Медвежий зуб. Длинный, острый клык цвета слоновой кости, как будто по нему уже прошлись ботинками несколько раз. Но не сам зуб заставил кровь Кейда застыть в жилах. Это была тонкая нитка плетеной кожи, привязанная к зубу. Точно такая же нить, которую он видел прикрепленной к другому зубу, который он видел недавно.
Тот он счел окрашенным и высушенным, с застаревшей засохшей человеческой кровью и скрытый в частном тайнике небольших сокровищ Сета. Скрученная коллекция подарков, сохраненных убийцей.
Его брат был здесь.
Ох, Христос … Сет убил человека, который был найден мертвым и разложившимся на этом в прошлом году?
Кейд хотел отрицать доказательство в руке, выдавая его за простое совпадение, но неприветливость, которая обосновалась в его груди, подсказала ему, что его близнец был в этом самом месте зиму назад, когда Генри Тулэк сделал свой последний вдох.

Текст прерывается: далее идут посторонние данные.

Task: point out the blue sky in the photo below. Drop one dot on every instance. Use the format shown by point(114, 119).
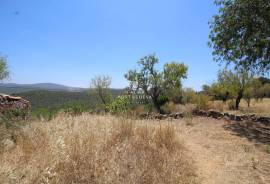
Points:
point(71, 41)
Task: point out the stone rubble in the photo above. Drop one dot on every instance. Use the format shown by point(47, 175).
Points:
point(211, 114)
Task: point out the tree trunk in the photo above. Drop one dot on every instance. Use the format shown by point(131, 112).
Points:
point(238, 100)
point(157, 106)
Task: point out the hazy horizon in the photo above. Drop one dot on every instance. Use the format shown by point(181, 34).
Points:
point(69, 43)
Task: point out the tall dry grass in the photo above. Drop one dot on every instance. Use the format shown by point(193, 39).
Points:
point(97, 149)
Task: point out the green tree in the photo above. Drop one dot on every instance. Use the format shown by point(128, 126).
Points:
point(100, 87)
point(236, 82)
point(220, 91)
point(4, 73)
point(173, 74)
point(240, 33)
point(156, 84)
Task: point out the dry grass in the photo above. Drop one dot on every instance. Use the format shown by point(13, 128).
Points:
point(261, 107)
point(97, 149)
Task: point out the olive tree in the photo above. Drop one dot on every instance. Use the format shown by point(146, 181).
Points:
point(4, 73)
point(237, 83)
point(240, 34)
point(157, 84)
point(100, 86)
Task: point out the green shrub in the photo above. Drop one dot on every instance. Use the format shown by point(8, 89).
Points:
point(44, 114)
point(168, 108)
point(268, 148)
point(76, 108)
point(202, 102)
point(231, 105)
point(120, 104)
point(13, 117)
point(189, 96)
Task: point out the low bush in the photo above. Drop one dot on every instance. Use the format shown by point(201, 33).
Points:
point(202, 102)
point(120, 105)
point(168, 108)
point(44, 114)
point(231, 105)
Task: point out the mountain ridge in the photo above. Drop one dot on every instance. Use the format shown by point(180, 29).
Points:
point(11, 88)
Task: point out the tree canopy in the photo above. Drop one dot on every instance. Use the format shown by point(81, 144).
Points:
point(240, 34)
point(4, 73)
point(157, 84)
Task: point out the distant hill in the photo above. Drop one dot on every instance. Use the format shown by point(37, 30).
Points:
point(59, 99)
point(11, 88)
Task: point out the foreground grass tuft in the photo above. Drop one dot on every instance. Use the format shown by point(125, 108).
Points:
point(96, 149)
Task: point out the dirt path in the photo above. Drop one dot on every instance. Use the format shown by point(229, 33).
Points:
point(223, 157)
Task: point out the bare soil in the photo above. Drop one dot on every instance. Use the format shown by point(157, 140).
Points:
point(228, 152)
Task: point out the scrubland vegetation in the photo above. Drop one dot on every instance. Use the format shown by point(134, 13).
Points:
point(98, 137)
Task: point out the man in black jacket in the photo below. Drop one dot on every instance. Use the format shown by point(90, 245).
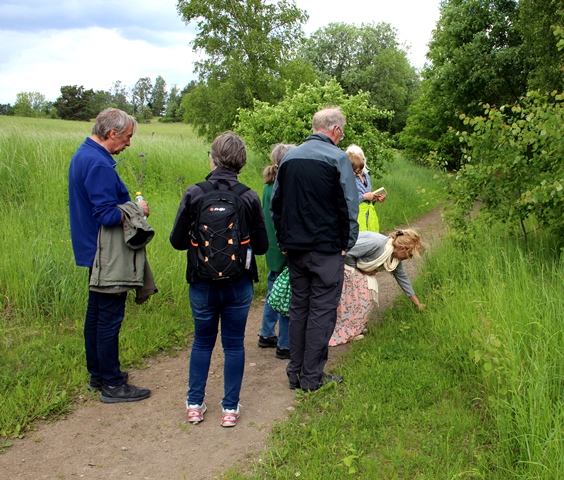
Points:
point(314, 209)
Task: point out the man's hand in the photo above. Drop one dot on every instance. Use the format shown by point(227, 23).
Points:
point(145, 206)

- Сукин сын, - прошептал Кейд, с болью понимая это, даже при том, что он искал доказательства причастности его брата к этим делам с самого приезда в Аляску.
Его брат был убийцей. Не лучше, чем Отверженные, которых Кейд всегда ненавидел, и теперь охотился на них, как член Ордена. Ярость в нем накалялась, негодуя не только из-за Сета, но и из-за себя, потому что он все еще полагал, что не его брат сделал это. Сердцем Кейд знал, что не было никакой ошибки. Никаких сомнений, чтобы как-то извинить Сета и отвращение от его убийств.
Кейд поработал с зубом медведя кончиком ножа и поднял его перед собой, глядя с отвращением на доказательство того, что это сделал его проклятый брат. Те же самые доказательства теперь заставили Kейда сделать то, что было справедливым и правильным — сделать то, что было его обязанностью, не только для Ордена, но и как мужчины, личный кодекс чести которого потребовал справедливости.